Mieliście podobne sytuacje?

Shnitzel - Wto 03 Lut, 2015

Sytuacja jest dziwna ale w zasadzie nei ma dobrego rozwiązania.
Po pierwszeo dpoweidz sobie czy ta wasza relacja nie była oparta wyłącznie o tym że on ci sie podoba i na niego masz ochotę. Ewidentnie to czuć i juz sam zaznaczasz wpierwszy zdaniu ten aspekt ze podobał ci się jako facet.
Dowodzi to ni mniej ni wiecej ze kreci cie też seksualnie. Żadne tłumaczenie ze nei jestes gejem, ze to tylko bi nie pomoże. Fakty sa takie że on cie kręci i tyle. a wiec interesują cię faceci.

Natomiast sama relacja. Zalezy czy coś was jeszcze łączyło. Jesli tak, zapomnij o tym i przejdź do porządku dziennego. Nie próbuj namawiać na powtórki ani nic. Zwłaszcza ze sam wystawił kontrę - nie śpimy razem.
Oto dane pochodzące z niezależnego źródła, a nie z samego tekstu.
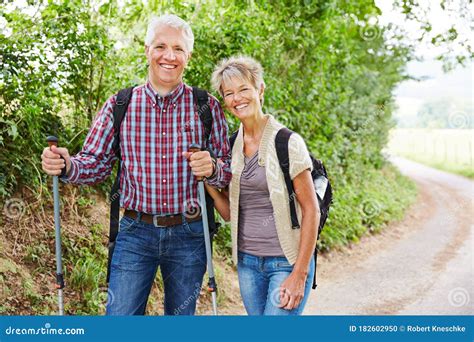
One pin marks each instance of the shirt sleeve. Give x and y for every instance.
(219, 145)
(299, 156)
(95, 161)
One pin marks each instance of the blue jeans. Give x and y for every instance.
(140, 248)
(260, 279)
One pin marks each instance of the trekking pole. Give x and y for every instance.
(211, 285)
(53, 141)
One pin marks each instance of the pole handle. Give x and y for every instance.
(52, 141)
(195, 148)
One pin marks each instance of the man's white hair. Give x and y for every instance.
(170, 20)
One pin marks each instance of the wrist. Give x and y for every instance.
(300, 271)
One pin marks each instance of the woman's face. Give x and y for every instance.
(241, 97)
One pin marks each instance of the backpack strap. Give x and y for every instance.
(281, 144)
(120, 109)
(201, 98)
(232, 139)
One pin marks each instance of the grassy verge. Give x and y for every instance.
(367, 204)
(463, 170)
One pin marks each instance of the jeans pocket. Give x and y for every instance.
(194, 228)
(283, 264)
(127, 224)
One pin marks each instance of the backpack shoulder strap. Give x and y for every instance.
(201, 98)
(120, 109)
(281, 144)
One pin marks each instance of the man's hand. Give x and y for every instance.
(201, 163)
(52, 162)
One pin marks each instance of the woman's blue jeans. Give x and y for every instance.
(140, 248)
(260, 279)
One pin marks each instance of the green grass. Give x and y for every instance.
(449, 150)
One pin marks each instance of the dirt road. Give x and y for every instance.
(422, 265)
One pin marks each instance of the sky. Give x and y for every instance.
(456, 85)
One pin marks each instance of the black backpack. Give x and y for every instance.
(201, 99)
(322, 186)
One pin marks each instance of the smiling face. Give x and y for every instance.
(167, 57)
(241, 97)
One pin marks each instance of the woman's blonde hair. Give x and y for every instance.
(243, 67)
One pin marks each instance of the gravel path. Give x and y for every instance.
(421, 265)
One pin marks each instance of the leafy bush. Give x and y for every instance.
(329, 74)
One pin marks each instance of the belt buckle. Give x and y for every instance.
(155, 221)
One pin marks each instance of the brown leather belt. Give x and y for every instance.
(164, 221)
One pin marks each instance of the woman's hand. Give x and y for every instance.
(292, 290)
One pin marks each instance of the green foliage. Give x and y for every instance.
(329, 71)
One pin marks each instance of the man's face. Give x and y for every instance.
(167, 56)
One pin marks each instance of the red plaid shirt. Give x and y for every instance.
(155, 178)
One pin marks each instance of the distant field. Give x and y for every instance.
(448, 149)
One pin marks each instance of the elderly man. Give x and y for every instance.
(158, 176)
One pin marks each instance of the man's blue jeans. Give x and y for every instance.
(140, 248)
(260, 279)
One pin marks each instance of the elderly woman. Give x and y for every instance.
(274, 261)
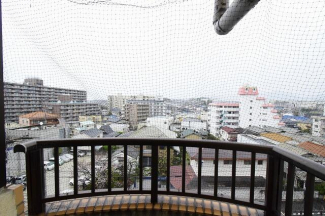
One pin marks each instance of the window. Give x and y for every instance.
(227, 162)
(247, 162)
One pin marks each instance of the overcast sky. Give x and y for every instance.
(167, 49)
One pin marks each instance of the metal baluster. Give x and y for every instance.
(75, 170)
(56, 172)
(233, 183)
(141, 168)
(125, 168)
(109, 168)
(199, 171)
(290, 185)
(92, 164)
(168, 169)
(216, 162)
(183, 168)
(252, 186)
(309, 195)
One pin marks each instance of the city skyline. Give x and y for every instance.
(105, 52)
Tym samym radzę przestać marzyć o jakiś układ ze mu possiesz raz na jakis czas.Dla niego to bedzie krępujące taka forma spotkań nawet jak by sę zgodził - dla ciebei - wyniszczające psychicznie bo bedziesz chciał wiecej i wiecej a on coraz mniej będzie tego chciał ze własnie w końcu zerwie kontakt. Dlatgo wydarzyło się, było, było miło. Koniec.

kraszer - Wto 03 Lut, 2015

Macie racje, chyba muszę o tym zapomnieć.

Za dużo razem przeżyliśmy, żeby zniszczyć to jednym wygłupem i moimi zachciankami. Bałem mu się powiedzieć o tym, że podobają mi się też faceci. Teraz jako jedyny o tym wie...

Zachowuje się normalnie, jakby nigdy nic, wiec mam nadzieję, że łatwo będzie mi również zapomnieć.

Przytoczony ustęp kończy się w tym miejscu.